Provisioning timeouts + heartbeats

Each phase of the provisioning workflow runs under two clocks:

A timeout — how long the phase is allowed to take before the platform gives up and rolls back.
A heartbeat interval — how often the phase reports "I'm still working" while it runs.

Understanding both helps you tell the difference between "a saga is taking a while" (still running, no action needed) and "a saga is genuinely stuck" (timeout will fire, you might want to act).

The per-phase timeout budget

Approximate budgets per phase, ordered by typical wall-clock cost:

Phase	Typical duration	Timeout
Validate the request	< 1 second	30 seconds
Allocate the tenant's resources	5–30 seconds	5 minutes
Deploy the tenant's workloads	20–90 seconds	10 minutes
Wait for readiness checks	10–60 seconds	10 minutes
Mark the tenant active	< 1 second	30 seconds
Send the welcome emails	2–10 seconds	1 minute

Operators sometimes see a tenant in provisioning state for a couple of minutes; that's normal — most of the time is spent in workload deployment + readiness. A tenant stuck for more than 15 minutes is almost certainly genuinely stuck, not just slow.

Heartbeats

While a long-running phase is in flight, it emits a heartbeat to the platform's workflow engine every 10–15 seconds. The heartbeat carries a small progress payload — what step it's currently on, how far through, whether anything looks wrong.

What heartbeats give you:

Stuck detection. If a phase stops heartbeating for more than 30 seconds, the workflow engine assumes the worker died and re-schedules the phase to a different worker. The saga resumes without waiting for the timeout.
Progress in the console. The "Polling..." indicator next to the Provisioning timeline panel reflects whether the page is getting heartbeat-derived progress updates. If it stops, the saga is in a quiet phase (Validate, MarkActive) or actually stalled.

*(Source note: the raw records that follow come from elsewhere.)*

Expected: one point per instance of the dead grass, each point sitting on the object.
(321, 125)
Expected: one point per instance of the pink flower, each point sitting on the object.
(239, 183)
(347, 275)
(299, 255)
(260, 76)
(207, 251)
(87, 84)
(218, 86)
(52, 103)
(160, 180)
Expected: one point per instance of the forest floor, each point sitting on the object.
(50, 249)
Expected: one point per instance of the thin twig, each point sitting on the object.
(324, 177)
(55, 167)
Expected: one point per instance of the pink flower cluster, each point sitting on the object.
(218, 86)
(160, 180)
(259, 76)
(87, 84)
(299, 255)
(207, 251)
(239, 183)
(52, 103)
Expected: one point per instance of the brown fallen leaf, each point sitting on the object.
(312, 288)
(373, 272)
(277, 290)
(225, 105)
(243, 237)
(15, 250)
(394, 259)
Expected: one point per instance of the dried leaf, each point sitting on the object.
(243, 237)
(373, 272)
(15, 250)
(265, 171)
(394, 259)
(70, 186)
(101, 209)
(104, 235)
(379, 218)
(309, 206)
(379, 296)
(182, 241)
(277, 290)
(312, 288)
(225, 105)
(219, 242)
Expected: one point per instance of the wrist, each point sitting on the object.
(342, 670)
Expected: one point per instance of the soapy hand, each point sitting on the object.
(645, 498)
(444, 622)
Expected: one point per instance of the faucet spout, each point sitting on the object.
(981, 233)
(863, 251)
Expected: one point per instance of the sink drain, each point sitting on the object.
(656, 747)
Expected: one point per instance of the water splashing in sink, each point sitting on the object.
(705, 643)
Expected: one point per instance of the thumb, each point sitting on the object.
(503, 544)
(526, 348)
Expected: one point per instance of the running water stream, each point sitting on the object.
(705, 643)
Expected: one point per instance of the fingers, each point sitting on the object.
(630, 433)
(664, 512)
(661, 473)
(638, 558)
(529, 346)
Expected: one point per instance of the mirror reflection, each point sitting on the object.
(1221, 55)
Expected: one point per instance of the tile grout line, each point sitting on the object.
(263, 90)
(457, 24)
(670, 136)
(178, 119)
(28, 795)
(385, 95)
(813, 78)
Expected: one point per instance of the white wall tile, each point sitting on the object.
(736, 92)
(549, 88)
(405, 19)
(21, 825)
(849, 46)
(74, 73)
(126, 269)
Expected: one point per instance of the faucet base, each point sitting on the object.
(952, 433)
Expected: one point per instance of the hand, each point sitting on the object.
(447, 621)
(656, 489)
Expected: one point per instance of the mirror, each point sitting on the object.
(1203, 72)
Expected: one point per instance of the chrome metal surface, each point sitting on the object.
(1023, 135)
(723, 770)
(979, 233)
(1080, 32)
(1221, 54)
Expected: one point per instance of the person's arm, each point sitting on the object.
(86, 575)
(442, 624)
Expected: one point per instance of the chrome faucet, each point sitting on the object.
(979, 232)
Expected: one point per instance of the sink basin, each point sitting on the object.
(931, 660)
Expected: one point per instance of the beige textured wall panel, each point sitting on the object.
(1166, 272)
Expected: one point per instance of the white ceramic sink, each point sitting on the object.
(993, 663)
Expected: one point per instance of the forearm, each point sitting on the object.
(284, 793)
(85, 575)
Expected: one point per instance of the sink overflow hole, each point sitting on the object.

You don't tune heartbeats from the console; they're internal to the workflow engine.

When a timeout fires

A phase that exhausts its timeout doesn't silently fail. The workflow engine:

Cancels the in-flight activity.
Marks the activity as failed in the workflow state.
Emits a tenant.provisioning.failed audit event with failed_activity naming the phase.
Runs the compensation chain in reverse to roll back what's been done.
Lands the tenant in failed state.

From the operator's perspective: the timeline stops advancing; after a few seconds you see the rollback events appear in reverse order; eventually the state badge flips to failed.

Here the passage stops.